Soon, Paramount was following the Saw template, pumping out Paranormal sequels for the next three Halloweens. From such a simple premise — a couple gets freaked out by an invisible demon — the follow-up films managed to expand on the world, fleshing out Katie’s backstory, introducing her sister (who’d also been tormented by the demon), and, in Paranormal Activity 3, even flashing back to their childhood to show how the whole nasty business started. Unlike The Blair Witch Project, which failed to launch a franchise, Paranormal was a cash cow.

“[Paranormal Activity] really demonstrates how to do more with less,” Blum said in 2009, and it’s a lesson he’s never forgotten as he and Blumhouse have gone on to consistently produce hit horror films on small budgets. Blum and Peli quickly reunited to produce the Insidious movies — which, like Paranormal Activity, relied on the supernatural for their scares — and also turned into a hugely profitable film series. Nowadays, the Blumhouse logo at the start of a horror movie is basically a seal of approval for what you’re about to see. (And that’s to say nothing of Blum’s success as a producer of acclaimed non-horror movies such as Whiplash and BlacKkKlansman.)

“One of the things I always tell the filmmakers is, if you pull out the genre parts, does the movie stand on its own as a great dramatic story?” Blum said a few years ago. “Most horror movies don’t, but I like to think that our movies do. If you really dissect a lot of our movies, you’d see an indie movie in there. And I think that’s one of the reasons the audience responds to our movies — they feel different.”

Has it held up? It’s tough to recapture that initial fear you felt when watching Paranormal Activity — this time, you know how it’s all going to play out — but the original still stands up because of its simplicity. With found-footage movies, there’s always the challenge of justifying why, in the middle of being scared out of their minds, the characters would always have a camera. But Peli largely gets around the problem because Micah is so determined to prove that it’s not a ghost that he wants to make sure he’s filming at every moment.

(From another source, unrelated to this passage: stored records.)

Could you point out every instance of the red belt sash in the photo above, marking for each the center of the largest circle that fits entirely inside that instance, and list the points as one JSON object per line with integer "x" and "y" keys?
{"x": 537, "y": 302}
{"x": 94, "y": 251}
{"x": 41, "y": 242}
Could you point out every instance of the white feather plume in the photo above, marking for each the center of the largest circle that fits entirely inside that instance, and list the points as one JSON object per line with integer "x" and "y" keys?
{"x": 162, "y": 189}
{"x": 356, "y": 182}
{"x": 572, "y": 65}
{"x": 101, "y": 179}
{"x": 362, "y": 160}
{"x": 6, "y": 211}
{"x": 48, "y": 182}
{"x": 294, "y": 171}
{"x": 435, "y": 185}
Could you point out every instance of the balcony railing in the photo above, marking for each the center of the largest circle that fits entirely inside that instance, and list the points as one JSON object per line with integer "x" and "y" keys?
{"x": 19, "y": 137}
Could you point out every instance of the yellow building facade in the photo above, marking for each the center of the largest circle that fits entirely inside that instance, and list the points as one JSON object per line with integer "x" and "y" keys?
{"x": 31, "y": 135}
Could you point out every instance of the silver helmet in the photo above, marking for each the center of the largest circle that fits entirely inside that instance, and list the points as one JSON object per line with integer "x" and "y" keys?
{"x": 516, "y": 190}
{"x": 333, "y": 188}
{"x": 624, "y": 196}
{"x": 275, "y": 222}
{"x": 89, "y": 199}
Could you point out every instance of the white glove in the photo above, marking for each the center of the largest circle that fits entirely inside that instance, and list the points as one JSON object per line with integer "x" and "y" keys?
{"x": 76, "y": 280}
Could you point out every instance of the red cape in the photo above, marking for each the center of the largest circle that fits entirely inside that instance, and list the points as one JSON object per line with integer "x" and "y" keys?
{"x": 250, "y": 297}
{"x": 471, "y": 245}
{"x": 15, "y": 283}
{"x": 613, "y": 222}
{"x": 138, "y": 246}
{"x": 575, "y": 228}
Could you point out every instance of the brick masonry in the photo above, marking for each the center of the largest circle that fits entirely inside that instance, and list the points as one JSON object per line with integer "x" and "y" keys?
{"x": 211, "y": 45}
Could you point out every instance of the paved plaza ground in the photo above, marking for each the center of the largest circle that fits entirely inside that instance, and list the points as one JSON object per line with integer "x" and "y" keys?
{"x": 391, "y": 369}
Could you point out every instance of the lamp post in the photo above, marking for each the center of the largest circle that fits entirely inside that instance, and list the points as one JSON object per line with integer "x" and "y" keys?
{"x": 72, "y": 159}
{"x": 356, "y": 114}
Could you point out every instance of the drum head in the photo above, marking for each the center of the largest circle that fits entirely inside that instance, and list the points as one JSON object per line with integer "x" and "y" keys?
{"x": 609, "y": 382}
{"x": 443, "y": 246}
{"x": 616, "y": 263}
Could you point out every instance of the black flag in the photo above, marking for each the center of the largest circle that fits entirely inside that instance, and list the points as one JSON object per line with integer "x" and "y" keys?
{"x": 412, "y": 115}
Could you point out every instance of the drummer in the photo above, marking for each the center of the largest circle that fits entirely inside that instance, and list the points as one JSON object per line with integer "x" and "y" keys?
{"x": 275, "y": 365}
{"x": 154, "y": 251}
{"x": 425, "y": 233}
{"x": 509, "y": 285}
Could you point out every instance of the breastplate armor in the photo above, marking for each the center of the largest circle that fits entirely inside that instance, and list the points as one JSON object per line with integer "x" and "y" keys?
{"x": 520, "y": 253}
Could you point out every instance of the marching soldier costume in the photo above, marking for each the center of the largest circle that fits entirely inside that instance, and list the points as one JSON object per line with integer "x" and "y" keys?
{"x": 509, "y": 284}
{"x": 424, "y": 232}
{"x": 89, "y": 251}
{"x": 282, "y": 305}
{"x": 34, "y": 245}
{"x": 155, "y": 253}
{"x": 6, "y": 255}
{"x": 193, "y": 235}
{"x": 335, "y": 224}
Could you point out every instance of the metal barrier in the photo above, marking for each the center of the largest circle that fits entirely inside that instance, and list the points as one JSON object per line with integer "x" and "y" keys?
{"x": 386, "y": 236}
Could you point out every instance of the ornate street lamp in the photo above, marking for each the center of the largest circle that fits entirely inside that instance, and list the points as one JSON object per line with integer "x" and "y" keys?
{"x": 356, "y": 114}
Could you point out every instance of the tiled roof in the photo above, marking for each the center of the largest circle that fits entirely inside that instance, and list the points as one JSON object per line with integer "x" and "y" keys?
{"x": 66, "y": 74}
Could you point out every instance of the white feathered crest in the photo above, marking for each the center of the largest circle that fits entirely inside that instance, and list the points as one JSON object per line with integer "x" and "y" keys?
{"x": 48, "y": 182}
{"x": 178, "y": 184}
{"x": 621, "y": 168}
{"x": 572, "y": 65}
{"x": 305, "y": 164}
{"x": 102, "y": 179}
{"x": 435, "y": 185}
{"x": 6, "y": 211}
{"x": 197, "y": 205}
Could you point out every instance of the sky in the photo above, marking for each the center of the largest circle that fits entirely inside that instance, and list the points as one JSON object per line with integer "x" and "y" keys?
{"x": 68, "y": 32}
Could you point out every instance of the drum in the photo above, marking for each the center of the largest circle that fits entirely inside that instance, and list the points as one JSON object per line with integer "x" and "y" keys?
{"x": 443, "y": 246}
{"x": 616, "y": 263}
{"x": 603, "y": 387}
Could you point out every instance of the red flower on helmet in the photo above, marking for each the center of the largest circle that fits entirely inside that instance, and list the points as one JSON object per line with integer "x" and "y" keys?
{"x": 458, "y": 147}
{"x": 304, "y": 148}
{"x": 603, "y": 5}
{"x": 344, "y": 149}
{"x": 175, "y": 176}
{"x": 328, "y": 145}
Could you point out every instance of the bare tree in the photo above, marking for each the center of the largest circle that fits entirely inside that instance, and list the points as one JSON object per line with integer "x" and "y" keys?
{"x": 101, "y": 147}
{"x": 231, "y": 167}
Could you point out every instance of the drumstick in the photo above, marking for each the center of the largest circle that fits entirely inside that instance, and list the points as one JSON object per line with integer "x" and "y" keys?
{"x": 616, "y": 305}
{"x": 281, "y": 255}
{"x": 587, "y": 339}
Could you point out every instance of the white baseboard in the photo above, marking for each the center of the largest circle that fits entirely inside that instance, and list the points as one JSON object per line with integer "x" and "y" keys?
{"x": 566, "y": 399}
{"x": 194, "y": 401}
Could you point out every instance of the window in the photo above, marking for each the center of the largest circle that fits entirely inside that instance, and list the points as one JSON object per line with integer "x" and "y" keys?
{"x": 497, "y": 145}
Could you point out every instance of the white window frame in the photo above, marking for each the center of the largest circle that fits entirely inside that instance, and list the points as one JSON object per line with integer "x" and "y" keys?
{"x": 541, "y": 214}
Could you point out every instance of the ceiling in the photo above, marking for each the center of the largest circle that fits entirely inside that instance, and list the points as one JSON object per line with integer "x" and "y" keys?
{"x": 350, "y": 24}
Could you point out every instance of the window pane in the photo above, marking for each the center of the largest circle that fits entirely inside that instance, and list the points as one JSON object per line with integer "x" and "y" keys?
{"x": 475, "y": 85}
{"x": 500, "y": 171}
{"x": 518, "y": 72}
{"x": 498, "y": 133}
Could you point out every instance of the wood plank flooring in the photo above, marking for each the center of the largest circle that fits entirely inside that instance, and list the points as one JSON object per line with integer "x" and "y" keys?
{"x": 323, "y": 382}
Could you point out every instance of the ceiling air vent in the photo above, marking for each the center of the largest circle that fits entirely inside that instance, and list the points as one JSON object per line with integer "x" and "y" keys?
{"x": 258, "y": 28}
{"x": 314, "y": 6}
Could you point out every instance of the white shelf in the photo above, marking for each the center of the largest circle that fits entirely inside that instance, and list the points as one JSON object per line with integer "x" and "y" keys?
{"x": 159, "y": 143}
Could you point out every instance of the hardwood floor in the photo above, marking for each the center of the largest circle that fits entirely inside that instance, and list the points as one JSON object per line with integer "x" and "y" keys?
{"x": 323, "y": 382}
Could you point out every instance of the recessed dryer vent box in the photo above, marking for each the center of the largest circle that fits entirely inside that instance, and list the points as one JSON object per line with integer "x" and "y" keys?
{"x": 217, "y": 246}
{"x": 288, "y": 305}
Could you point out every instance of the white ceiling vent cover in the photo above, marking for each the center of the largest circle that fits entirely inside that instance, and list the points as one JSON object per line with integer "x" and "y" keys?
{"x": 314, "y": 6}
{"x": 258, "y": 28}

Plus, the first film forever made the notion of an open door and a darkened empty hallway terrifying. Much of the appeal of Paranormal Activity comes from anxiously staring around the screen wondering what freaky thing will happen as Katie and Micah sleep. (“What’s really scary in the movie is a door closing half an inch,” DreamWorks executive Adam Goodman said at the time.) After the overblown bloody carnage of torture porn, Paranormal Activity made minimalism nerve-racking.

The series' most recent installments — Paranormal Activity: The Marked Ones and Paranormal Activity: The Ghost Dimension — weren’t as big as the first four chapters, suggesting that, like all franchises, Paranormal Activity eventually outlived its moment. But Paramount remains keen on doing another, planning a new sequel for 2022. (Ironically, the pandemic wouldn’t seem to be as much of a logistical challenge for a Paranormal movie as it would be for other franchises, since they mostly take place indoors.)

But whether or not there are any more films, the first Paranormal Activity is a reminder that what you can’t see can definitely hurt you. Also, much as with Nightmare on Elm Street, the notion that the terror can strike when you’re seemingly safe in your bed remains incredibly disturbing.

“I think one of the reasons it’s so effective is the concept of there being something around you and possibly attacking you while you’re asleep,” Peli once said. “That’s a primal fear, so even if you don’t necessarily believe in ghosts or demons it’s something that a lot of people can relate to.”

And having a video camera running the whole time won’t do anything to help.